Companies wishing to take advantage of these incentives must submit their drug candidates to the FDA for consideration of orphan status. Candidates need to demonstrate that the drug candidate`s patient pool is less than 200,000 in the US or, if it`s not, that sales revenues are unlikely to offset the development costs.

"It`s a combination of tax relief and market exclusivity that makes orphan drug status attractive to companies," says Reilly. "It`s hard to say whether one part of that incentive is more lucrative for a company, but the two of them working in tandem have been an incentive for companies to invest in this kind of research."

Opportunities in action

Hana Biosciences, South San Francisco, Calif., is one company that seeks to take advantage of these incentives. The FDA granted its candidate, Marqibo, orphan drug designation in January 2007 for treatment of adult-onset acute lymphoblastic leukemia, or ALL.

"This designation may provide for certain development incentives including tax credits related to clinical trial expenses, a possible exemption from the FDA-user fee, and assistance in clinical trial protocol design," says Mark J. Ahn, PhD, Hana`s president and CEO.

Four thousand adults are diagnosed with the disease annually. Currently, there are no approved agents for adult ALL, nor is there a consensus on the most appropriate regimen in the relapse setting. Hana thinks they might have a solution in Marqibo. And they should be finding out if they are right soon.

"We plan to conduct a multi-center, open label, phase II trial on relapsed ALL, and this trial has already been IRB [Institutional Review Board]-approved and will begin within a month," says Gregory I. Berk, MD, Hana`s senior vice president and chief medical officer.

Hana`s reformulation of the FDA-approved, standard chemotherapeutic vincristine encapsulates the drug in a rigid, lipid bilayer of sphingomyelin, from which the vincristine leaks out slowly, thus maintaining high blood levels of the drug for an extended period. This mimics a continuous vincristine infusion, and could result in greater activity in rapidly dividing cancers.

Though no price point has been determined yet, executives at Hana maintain that optimizing existing drugs to improve their clinical efficacy and safety warrants premium pricing in line with the incremental clinical benefit. With the investment it is now making, between $7 to $10 million for Marqibo`s most recent trial, it`s clear that the small numbers of ALL patients will have to shoulder much of this development cost. Companies like Hana wouldn`t be in business without an ability to earn back this cost-even with government-sponsored tax breaks.

"We know the costs are extremely high with any type of drug development," says Reilly. "There has to be some incentive or ability for companies to recoup at least some of their investment."

Help is on the way

Drugs are expensive. Drugs with few potential users are even more so. The pharmaceutical industry takes a lot of heat for the prices it charges, but the fact is that the industry is aware of these problems and has taken steps to adress them.

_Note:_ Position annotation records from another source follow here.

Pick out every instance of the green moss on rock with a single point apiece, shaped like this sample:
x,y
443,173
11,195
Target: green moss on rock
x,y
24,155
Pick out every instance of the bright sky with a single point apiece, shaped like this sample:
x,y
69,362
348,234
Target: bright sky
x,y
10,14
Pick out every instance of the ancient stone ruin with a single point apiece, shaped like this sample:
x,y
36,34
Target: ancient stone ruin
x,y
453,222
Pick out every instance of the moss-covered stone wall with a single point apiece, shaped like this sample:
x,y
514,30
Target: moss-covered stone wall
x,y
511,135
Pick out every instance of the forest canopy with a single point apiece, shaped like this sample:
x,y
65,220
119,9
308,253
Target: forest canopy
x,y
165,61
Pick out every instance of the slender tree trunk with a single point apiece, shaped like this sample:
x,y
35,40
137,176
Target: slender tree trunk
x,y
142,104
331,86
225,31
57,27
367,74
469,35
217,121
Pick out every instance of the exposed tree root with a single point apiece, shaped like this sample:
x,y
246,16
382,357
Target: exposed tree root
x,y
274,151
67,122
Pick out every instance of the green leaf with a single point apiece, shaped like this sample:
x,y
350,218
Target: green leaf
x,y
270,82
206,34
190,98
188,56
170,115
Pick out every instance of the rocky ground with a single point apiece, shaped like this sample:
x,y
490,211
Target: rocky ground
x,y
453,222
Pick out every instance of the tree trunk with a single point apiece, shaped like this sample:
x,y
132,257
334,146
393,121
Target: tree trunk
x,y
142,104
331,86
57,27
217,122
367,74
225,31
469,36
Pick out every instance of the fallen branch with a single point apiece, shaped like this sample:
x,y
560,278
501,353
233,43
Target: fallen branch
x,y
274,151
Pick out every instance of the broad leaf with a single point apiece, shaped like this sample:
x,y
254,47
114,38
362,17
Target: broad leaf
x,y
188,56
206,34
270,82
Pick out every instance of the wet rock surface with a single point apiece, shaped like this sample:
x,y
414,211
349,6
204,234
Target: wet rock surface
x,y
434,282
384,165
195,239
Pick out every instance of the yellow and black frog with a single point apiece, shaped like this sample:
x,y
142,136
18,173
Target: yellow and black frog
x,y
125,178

"Almost every company that has orphan drugs in their development cycle has some form of patient assistence progam," says Lori Reilly, vice president for policy and research, Pharmaceutical Research and Manufacturers of America (PhRMA).

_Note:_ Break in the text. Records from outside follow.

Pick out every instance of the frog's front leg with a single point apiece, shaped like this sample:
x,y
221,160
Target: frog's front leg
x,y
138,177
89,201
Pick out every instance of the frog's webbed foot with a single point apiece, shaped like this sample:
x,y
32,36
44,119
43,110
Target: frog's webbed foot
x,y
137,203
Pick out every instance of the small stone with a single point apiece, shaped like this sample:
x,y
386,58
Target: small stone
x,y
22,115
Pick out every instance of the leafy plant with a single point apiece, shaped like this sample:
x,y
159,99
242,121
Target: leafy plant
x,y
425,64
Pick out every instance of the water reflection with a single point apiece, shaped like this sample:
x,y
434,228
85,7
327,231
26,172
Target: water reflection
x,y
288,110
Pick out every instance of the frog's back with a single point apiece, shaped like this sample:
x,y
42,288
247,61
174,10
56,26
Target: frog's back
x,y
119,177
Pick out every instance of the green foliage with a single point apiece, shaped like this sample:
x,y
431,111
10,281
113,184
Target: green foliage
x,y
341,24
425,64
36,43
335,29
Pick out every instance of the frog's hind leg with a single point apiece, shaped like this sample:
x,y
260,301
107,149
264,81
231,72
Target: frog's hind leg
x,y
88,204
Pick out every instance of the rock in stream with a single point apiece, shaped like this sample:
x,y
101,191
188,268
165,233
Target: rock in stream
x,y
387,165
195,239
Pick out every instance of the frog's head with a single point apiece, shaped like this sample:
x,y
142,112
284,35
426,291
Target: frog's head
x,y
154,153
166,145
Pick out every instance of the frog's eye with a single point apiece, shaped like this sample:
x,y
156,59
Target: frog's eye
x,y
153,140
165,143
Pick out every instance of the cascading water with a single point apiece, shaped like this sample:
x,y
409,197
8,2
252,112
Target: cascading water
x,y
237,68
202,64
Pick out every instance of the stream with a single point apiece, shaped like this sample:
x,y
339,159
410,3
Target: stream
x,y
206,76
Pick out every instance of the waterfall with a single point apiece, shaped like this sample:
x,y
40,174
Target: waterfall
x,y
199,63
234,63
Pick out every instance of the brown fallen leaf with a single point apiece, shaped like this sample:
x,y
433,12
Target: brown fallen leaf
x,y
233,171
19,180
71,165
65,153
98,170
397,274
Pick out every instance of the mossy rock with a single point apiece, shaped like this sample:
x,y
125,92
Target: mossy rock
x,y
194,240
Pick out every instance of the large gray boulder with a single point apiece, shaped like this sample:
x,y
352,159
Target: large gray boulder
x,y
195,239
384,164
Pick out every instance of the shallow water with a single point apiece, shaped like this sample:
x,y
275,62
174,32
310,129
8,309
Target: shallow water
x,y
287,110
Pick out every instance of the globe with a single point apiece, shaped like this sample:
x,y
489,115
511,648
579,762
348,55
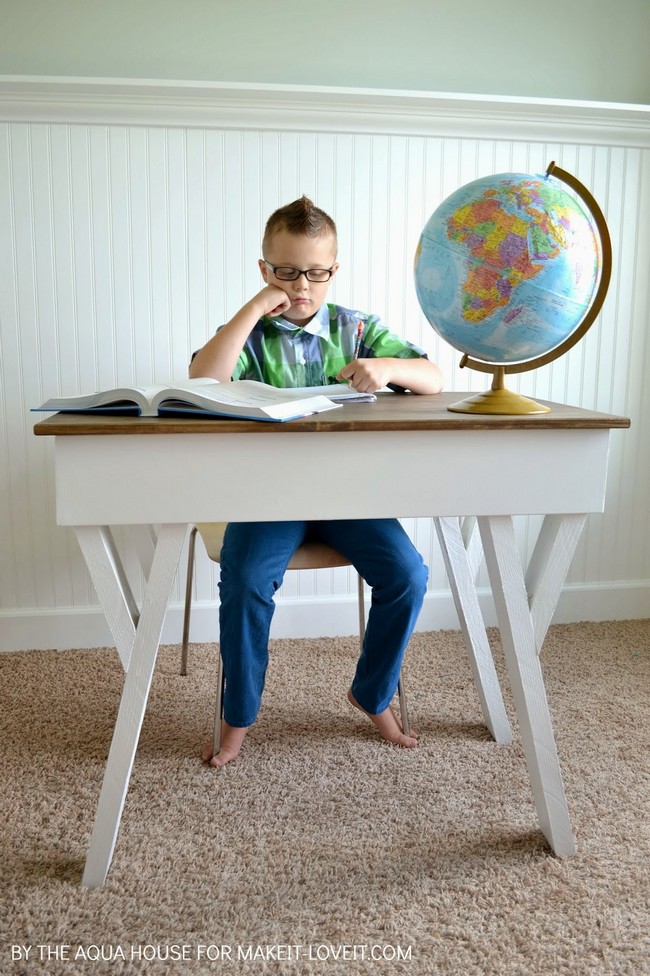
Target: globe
x,y
511,270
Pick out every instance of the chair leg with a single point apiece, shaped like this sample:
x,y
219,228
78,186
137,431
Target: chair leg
x,y
188,600
218,712
362,609
403,709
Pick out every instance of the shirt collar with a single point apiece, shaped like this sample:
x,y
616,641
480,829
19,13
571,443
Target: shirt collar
x,y
318,325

One such program available for low-income patients who lack health insurance is The Partnership for Prescription Assistance. PhRMA has assisted the partnership in bringing together pharmaceutical companies, doctors, other health care providers, patient advocacy organizations, and community groups to help qualifying patients who lack prescription coverage get medicines through a public or private program. Through its site (www.pparx.org), the partnership offers a point of access to more than 475 public and private patient assistance programs-including more than 180 programs offered by pharmaceutical companies.

 
"There are a fair number of people who lack insurance and may not be able to afford their medicine," says Reilly. "These programs are available to assist people to afford the medicines they need."